In tatsächlicher Hinsicht kann mit dem Landgericht Hamburg in dessen Urteil vom 14.10.2005 zugrundegelegt werden, dass die Beklagte berechtigt war und ist, insgesamt eine Anzahl von 19.170 Stück „MosDef„-Stichheilern zu vermarkten. Da die Beklagte nach ihrer mit Schreiben vom 17.01.2006 (vorgelegt als Anlage K20) erteilten Auskunft bis zu diesem Zeitpunkt insgesamt 14.298 Stichheiler an Dritte geliefert hat, hat sie ihre Vermarktungsbefugnis bislang noch nicht ausgeschöpft.

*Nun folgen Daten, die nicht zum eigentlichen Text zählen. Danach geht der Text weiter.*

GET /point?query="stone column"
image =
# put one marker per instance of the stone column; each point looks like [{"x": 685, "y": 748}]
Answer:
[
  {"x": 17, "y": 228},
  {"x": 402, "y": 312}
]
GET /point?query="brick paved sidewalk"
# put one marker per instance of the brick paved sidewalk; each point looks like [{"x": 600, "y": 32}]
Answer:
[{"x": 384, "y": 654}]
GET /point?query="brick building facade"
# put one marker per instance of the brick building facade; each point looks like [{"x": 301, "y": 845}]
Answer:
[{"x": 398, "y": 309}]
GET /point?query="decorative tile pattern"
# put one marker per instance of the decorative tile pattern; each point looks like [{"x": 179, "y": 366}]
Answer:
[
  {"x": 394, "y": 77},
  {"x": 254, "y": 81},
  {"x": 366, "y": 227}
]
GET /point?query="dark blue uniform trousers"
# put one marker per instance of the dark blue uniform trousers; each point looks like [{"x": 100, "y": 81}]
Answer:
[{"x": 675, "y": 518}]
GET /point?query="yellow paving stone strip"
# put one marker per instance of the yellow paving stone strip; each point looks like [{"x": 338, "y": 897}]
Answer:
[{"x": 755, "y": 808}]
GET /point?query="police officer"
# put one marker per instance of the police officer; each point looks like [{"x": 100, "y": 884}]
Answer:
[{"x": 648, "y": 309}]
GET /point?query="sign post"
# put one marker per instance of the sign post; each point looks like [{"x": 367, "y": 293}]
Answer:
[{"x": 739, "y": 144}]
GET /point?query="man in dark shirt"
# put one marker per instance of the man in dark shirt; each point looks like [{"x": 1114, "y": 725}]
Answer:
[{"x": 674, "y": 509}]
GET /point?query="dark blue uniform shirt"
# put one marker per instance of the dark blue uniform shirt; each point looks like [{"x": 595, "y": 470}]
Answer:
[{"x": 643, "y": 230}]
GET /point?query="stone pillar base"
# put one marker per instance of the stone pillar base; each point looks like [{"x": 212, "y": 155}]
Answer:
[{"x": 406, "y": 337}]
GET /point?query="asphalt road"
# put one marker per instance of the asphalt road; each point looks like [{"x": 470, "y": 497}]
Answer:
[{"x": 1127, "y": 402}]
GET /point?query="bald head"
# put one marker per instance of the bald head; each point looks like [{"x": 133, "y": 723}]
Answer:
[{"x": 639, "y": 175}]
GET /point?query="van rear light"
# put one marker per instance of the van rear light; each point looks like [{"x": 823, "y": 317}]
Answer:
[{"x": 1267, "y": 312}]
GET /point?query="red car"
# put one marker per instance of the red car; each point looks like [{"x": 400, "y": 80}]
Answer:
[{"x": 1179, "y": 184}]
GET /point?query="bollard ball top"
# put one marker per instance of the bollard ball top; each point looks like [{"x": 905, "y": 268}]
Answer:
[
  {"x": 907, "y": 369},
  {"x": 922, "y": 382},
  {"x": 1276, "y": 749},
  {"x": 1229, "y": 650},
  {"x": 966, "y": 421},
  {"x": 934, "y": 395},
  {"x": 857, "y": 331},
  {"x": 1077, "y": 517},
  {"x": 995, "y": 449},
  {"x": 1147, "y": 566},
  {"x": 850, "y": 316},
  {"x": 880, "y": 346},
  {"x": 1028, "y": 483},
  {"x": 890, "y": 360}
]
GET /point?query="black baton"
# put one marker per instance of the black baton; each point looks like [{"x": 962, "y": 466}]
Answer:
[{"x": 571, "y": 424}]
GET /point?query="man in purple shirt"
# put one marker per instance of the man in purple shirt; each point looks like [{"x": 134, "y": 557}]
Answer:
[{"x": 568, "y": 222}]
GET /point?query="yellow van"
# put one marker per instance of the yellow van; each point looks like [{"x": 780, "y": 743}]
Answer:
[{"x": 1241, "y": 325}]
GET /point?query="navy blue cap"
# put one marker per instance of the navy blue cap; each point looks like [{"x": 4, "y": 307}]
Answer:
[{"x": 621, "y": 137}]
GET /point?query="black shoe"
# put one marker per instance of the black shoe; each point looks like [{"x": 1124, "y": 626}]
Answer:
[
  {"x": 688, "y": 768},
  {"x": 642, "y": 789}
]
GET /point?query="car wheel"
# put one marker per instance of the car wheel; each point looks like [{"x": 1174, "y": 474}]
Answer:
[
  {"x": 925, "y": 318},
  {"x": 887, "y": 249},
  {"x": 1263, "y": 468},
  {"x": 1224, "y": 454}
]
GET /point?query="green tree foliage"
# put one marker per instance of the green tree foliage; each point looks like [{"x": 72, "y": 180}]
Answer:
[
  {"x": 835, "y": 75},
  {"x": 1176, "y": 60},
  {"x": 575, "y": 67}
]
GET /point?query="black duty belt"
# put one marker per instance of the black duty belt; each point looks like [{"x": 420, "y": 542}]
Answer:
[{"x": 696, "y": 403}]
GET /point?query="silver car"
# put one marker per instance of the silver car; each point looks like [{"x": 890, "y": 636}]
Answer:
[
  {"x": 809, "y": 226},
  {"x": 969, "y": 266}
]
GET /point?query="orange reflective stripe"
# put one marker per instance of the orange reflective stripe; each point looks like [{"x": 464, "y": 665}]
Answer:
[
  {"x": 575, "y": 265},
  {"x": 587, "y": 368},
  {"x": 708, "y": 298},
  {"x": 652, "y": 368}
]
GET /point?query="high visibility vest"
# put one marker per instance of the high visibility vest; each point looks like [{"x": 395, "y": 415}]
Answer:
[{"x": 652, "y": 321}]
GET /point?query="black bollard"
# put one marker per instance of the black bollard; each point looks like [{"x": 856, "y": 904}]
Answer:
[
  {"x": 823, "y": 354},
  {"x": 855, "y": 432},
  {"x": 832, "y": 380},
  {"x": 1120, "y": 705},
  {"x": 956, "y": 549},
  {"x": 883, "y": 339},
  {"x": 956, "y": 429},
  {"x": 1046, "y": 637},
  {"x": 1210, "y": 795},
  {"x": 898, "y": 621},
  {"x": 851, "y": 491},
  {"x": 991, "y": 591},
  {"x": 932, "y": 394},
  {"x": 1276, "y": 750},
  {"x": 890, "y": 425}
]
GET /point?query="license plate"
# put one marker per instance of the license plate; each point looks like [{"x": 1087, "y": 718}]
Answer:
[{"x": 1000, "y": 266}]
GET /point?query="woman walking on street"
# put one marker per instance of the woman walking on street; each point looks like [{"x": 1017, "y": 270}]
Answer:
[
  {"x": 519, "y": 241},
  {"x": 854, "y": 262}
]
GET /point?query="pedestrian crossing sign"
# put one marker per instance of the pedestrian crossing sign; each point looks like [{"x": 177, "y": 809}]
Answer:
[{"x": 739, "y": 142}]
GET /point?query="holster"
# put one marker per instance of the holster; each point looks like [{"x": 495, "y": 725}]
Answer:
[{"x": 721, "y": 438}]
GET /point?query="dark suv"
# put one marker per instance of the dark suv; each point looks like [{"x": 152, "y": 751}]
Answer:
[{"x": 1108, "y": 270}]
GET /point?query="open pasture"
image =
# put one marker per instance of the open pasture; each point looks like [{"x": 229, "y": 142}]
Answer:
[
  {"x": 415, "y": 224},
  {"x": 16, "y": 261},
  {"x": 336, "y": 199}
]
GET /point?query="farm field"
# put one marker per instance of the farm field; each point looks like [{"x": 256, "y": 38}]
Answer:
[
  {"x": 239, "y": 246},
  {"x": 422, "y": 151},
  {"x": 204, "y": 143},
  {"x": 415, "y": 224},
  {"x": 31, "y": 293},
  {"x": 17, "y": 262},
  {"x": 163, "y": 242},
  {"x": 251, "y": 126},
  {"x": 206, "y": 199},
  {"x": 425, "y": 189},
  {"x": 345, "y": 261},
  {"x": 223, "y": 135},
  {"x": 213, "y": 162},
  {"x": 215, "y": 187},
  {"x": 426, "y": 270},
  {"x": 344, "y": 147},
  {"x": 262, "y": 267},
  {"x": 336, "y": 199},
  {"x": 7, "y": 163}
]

Eine höhere Zahl von durch die Beklagte bis zum Schluss der mündlichen Verhandlung vermarkteten Stichheilern hat auch die Klägerin nicht behauptet. Wenn sie die Angaben zu den Verkaufszahlen (von April 2003 bis September 2004: 9.500 Stück, bis September 2005 insgesamt 13.000 Stück und bis zum 17.01.2006 insgesamt 14.298 Stück) nunmehr als „wenig glaubwürdig„ bezeichnet (Schriftsatz vom 01.03.2006, Seite 4; Bl. 75 GA), ist dies nicht nachvollziehbar. Jedenfalls enthebt es die Klägerin nicht ihrer Obliegenheit, größere, d.h. die Zahl von 19.170 Stichheilern überschreitende Verkäufe durch die Beklagte substantiiert zu behaupten und – soweit ihr dies unter Wahrung der Wahrheitspflicht nicht möglich sein sollte – zum Zwecke einer substantiierten Behauptung notfalls aus dem Teil-Anerkenntnisurteil vom 06.12.2005 und den darauf erteilten Auskünften der Beklagten die erforderlichen Konsequenzen zu ziehen, wenn die Klägerin die Richtigkeit der Auskünfte in Abrede stellen möchte.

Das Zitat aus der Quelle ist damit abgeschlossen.